Он хвастался перед соседями успехами Фридриха. Он доволен, что Фридриху везло не только по службе, но и в личной жизни. Он женился. Симпатичная преданная жена. Один за другим дети - сын и дочь.

Сын - вылитая мать, дочь - отец, такая же худощавая, рослая, задумчивая, сдержанная. Семья - пример многим, дети - пример послушания, дом - скромный, но такой же теплый и уютный, как дом отца, как дома дедушек и прадедушек.

Жить бы и радоваться!…

Если бы…

Если бы не то, что случилось…

НЕВЕСЕЛЫЕ РАЗМЫШЛЕНИЯ В УТРЕННИЙ ЧАС

- Хайн!

Молчание. И еще раз:

- Хайн! Ты спишь, медвежонок?

Снова молчание и легкое похрапывание, доносящееся из клетушки, отгороженной фанерной переборкой от подвальной комнаты.

- Бог с тобой! - Генерал-полковник в длиннополой шинели, небрежно накинутой на плечи, постоял около грубо сколоченной двери и принялся шагать из угла в угол.

"Да, - думалось ему, - когда я был в возрасте Хайна, я тоже любил поспать. Впрочем, меня никогда не стаскивали с кровати за ноги. Ведь я был такой примерный, такой послушный мальчик!…"

Побродив по комнате, генерал-полковник присел к письменному столу. Слева на отсыревшей стене висела карта фронта. Он проходил в черте большого города, расположенного на Волге. Жирная линия, выведенная цветным карандашом, начиналась на северной окраине, чуть подальше того места, где остров делил реку на два рукава, потом шла по западным предместьям и снова утыкалась в реку на юге.

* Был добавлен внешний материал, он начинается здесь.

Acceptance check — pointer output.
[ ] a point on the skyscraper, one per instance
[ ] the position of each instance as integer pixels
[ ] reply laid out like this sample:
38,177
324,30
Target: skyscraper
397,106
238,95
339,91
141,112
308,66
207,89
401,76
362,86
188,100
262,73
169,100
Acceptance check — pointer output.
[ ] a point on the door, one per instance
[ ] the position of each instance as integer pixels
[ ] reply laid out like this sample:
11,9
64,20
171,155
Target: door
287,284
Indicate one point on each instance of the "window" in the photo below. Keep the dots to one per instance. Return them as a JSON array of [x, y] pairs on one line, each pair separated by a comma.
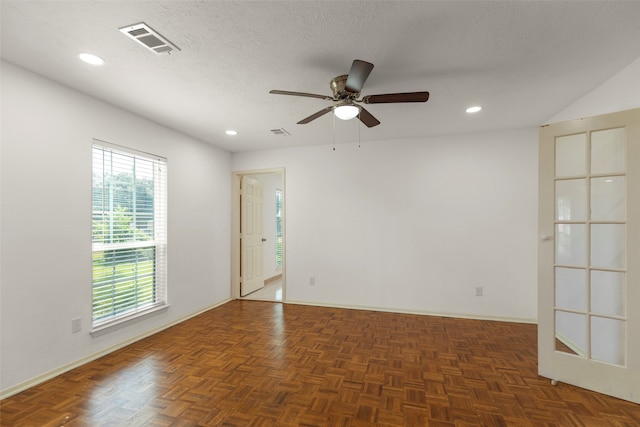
[[278, 229], [128, 233]]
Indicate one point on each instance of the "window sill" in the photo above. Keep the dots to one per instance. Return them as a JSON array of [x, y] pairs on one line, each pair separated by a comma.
[[113, 325]]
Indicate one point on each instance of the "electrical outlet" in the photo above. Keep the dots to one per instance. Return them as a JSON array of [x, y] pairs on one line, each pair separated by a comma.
[[76, 325]]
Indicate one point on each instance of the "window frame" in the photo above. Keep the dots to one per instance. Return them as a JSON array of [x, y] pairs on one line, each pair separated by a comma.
[[158, 241]]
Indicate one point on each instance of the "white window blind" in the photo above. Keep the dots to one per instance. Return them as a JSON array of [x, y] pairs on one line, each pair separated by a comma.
[[129, 233]]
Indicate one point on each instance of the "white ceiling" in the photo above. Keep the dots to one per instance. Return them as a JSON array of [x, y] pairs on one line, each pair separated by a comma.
[[522, 61]]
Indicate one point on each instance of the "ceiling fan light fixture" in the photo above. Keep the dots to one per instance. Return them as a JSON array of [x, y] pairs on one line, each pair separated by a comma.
[[346, 112]]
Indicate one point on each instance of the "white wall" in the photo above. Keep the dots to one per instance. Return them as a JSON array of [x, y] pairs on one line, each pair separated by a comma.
[[619, 93], [47, 130], [413, 225]]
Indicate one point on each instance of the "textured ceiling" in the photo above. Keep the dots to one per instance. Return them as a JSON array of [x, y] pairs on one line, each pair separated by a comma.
[[522, 61]]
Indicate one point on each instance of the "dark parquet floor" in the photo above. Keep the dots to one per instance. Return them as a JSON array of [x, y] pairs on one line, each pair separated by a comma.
[[250, 363]]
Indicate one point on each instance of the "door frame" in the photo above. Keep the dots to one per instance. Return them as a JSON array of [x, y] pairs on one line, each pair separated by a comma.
[[235, 227], [560, 366]]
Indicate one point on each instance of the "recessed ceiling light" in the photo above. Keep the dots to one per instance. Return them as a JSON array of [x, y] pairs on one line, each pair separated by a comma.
[[90, 58]]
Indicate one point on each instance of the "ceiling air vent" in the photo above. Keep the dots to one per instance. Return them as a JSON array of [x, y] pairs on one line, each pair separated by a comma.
[[281, 131], [147, 37]]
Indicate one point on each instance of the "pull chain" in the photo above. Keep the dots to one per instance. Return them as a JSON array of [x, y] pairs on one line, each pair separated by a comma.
[[334, 132]]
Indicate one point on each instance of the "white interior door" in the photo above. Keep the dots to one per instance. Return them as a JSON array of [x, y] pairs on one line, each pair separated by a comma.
[[589, 254], [251, 236]]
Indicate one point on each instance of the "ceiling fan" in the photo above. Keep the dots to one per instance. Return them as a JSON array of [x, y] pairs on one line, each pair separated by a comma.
[[346, 89]]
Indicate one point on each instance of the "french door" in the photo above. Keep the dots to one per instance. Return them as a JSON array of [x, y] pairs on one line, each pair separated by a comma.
[[589, 254]]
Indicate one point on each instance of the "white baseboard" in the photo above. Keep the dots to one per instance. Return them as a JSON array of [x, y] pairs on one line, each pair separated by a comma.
[[422, 313], [61, 370]]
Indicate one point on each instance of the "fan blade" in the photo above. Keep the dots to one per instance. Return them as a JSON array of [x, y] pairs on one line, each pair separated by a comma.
[[396, 97], [360, 70], [367, 118], [315, 115], [309, 95]]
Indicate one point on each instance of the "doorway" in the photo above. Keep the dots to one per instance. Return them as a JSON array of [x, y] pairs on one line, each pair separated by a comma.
[[271, 261], [589, 276]]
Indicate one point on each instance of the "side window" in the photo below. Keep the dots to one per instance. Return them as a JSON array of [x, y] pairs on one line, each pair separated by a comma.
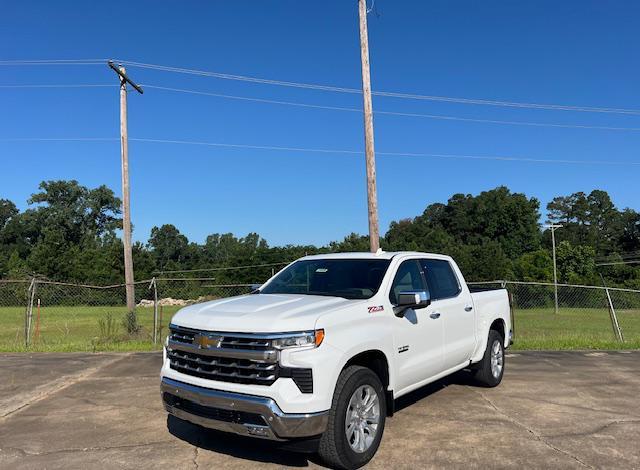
[[441, 279], [408, 277]]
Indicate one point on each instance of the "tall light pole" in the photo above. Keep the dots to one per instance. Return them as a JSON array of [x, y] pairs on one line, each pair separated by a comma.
[[126, 206], [372, 196], [553, 228]]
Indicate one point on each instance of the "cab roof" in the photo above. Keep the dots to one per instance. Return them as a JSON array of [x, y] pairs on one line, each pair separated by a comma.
[[368, 255]]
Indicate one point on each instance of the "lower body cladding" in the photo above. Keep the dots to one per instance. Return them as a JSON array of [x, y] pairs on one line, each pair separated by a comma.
[[247, 415]]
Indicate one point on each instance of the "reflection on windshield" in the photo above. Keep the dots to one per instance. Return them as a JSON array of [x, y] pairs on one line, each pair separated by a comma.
[[347, 278]]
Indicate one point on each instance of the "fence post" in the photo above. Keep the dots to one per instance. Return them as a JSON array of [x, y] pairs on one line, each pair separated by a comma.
[[154, 285], [614, 318], [31, 293]]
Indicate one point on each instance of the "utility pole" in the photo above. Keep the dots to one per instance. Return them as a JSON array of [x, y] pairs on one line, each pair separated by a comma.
[[553, 228], [372, 196], [126, 204]]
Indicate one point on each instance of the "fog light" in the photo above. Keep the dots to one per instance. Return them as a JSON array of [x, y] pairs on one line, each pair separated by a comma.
[[258, 431]]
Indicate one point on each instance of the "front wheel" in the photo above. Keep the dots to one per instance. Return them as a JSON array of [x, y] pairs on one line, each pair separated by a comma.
[[356, 419], [491, 368]]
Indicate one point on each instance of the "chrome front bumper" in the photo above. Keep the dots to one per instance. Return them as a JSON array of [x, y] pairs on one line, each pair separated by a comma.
[[247, 415]]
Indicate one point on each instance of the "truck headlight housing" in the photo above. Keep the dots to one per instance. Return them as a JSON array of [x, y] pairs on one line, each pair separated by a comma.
[[303, 339]]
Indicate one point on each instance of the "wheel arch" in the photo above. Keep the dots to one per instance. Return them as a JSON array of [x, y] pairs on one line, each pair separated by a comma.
[[377, 361]]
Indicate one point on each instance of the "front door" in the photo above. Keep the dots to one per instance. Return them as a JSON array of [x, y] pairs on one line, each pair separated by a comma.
[[418, 335], [455, 307]]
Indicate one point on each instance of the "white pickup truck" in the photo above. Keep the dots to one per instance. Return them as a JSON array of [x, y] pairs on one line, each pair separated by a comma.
[[320, 352]]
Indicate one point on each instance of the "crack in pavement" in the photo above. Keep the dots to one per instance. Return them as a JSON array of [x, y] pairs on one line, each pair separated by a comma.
[[195, 457], [44, 391], [596, 430], [535, 434], [84, 449]]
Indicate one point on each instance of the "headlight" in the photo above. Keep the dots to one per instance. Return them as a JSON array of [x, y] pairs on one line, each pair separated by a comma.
[[310, 339]]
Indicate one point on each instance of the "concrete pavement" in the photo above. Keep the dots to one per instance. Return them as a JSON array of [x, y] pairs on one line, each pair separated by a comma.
[[553, 410]]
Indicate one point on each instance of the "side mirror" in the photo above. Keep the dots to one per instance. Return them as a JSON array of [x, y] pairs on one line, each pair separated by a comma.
[[412, 299], [255, 288]]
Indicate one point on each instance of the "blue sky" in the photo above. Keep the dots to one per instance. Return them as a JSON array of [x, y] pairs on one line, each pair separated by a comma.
[[581, 53]]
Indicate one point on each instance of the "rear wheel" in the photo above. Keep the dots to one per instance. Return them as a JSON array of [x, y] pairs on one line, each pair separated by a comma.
[[356, 419], [491, 368]]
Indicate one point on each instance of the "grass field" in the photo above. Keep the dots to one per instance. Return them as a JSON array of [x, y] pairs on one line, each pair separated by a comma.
[[79, 329]]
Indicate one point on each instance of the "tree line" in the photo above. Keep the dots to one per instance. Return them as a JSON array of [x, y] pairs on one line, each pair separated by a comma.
[[70, 232]]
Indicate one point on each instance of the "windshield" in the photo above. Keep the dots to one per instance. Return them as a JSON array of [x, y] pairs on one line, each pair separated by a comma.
[[348, 278]]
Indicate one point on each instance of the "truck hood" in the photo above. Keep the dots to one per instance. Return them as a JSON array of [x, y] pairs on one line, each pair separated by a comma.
[[259, 313]]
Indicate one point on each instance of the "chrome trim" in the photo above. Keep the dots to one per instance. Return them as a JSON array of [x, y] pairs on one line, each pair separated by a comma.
[[281, 426], [243, 335], [268, 355]]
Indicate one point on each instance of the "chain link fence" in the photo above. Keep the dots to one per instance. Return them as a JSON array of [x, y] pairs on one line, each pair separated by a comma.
[[41, 315], [563, 316]]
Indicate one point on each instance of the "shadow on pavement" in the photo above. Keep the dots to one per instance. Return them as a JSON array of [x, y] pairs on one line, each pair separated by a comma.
[[459, 378], [265, 451]]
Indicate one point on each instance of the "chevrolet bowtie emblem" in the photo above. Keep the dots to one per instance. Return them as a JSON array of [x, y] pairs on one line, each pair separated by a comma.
[[208, 341]]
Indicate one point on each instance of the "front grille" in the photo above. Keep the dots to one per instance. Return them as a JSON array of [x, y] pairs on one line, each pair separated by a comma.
[[226, 357], [219, 414], [225, 369], [230, 357]]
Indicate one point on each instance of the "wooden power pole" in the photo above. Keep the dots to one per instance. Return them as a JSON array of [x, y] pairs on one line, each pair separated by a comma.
[[372, 193], [126, 205]]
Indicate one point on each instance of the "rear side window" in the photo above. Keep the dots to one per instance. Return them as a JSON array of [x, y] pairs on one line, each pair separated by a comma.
[[441, 279], [408, 278]]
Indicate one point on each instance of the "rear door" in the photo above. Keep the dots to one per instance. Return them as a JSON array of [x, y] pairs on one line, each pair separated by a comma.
[[454, 304], [418, 336]]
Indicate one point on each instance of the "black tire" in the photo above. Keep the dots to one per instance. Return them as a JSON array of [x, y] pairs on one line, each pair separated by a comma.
[[484, 374], [335, 449]]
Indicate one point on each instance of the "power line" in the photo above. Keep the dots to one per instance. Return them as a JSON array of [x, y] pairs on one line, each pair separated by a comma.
[[336, 108], [618, 262], [80, 85], [448, 99], [389, 113], [311, 86], [327, 151], [20, 62]]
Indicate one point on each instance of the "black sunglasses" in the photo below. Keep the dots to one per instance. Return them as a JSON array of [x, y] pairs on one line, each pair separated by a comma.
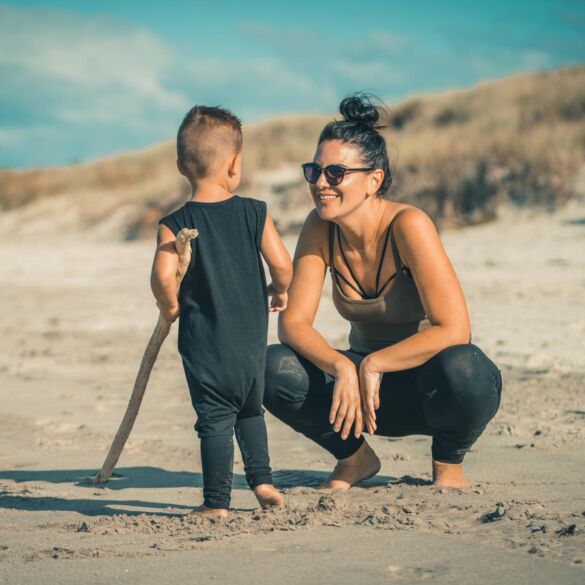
[[333, 173]]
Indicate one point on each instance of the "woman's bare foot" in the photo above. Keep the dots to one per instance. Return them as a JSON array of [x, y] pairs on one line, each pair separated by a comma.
[[363, 464], [268, 496], [203, 510], [448, 475]]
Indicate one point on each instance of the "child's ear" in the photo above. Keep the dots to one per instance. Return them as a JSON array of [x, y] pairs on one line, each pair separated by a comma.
[[235, 165]]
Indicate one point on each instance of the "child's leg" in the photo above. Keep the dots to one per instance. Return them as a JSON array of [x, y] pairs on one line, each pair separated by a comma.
[[252, 439], [217, 458], [216, 417]]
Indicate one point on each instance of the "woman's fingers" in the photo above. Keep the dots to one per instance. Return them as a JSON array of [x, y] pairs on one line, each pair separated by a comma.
[[334, 407], [341, 414], [359, 424], [348, 422]]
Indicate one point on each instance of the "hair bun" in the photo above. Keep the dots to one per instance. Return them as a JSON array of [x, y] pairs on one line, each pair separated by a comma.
[[359, 108]]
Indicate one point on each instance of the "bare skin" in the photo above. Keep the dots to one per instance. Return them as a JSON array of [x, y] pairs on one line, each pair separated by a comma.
[[268, 496], [363, 218], [362, 465]]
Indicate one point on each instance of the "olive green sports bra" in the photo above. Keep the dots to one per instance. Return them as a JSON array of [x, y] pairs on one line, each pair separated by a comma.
[[385, 318]]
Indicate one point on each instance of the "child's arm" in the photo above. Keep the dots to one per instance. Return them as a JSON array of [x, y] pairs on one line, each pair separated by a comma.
[[279, 265], [163, 277]]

Таким образом, линия фронта как бы огромной подковой огибала город. Мельком взглянув на карту, генерал-полковник нахмурился. Он командовал армией, зажатой внутри этой подковы. Хуже всего было то, что подкова неотвратимо сжималась, а все попытки генерала и его солдат раздвинуть ее и выйти на оперативный простор неизменно кончались неудачами. Впрочем, еще тлела надежда на помощь извне.

Генерал-полковник долго смотрел на карту, не видя ее. Он размышлял о том, как и почему случилось так, что он сам и его огромная армия, так неудержимо катившаяся к Волге, не только застряли здесь в кровопролитных боях, но и оказались в железном кольце русских войск? В чем был просчет, почему не сбылись стратегические замыслы высшего командования?

Это что-то невероятное!

Вот разрушен этот город. Ужасны его развалины! В течение считаных недель было разбито, разворочено до нутра, перекручено и опрокинуто вверх дном то, что создавалось людьми в течение многих десятилетий, что было источником радости, основой и смыслом жизни.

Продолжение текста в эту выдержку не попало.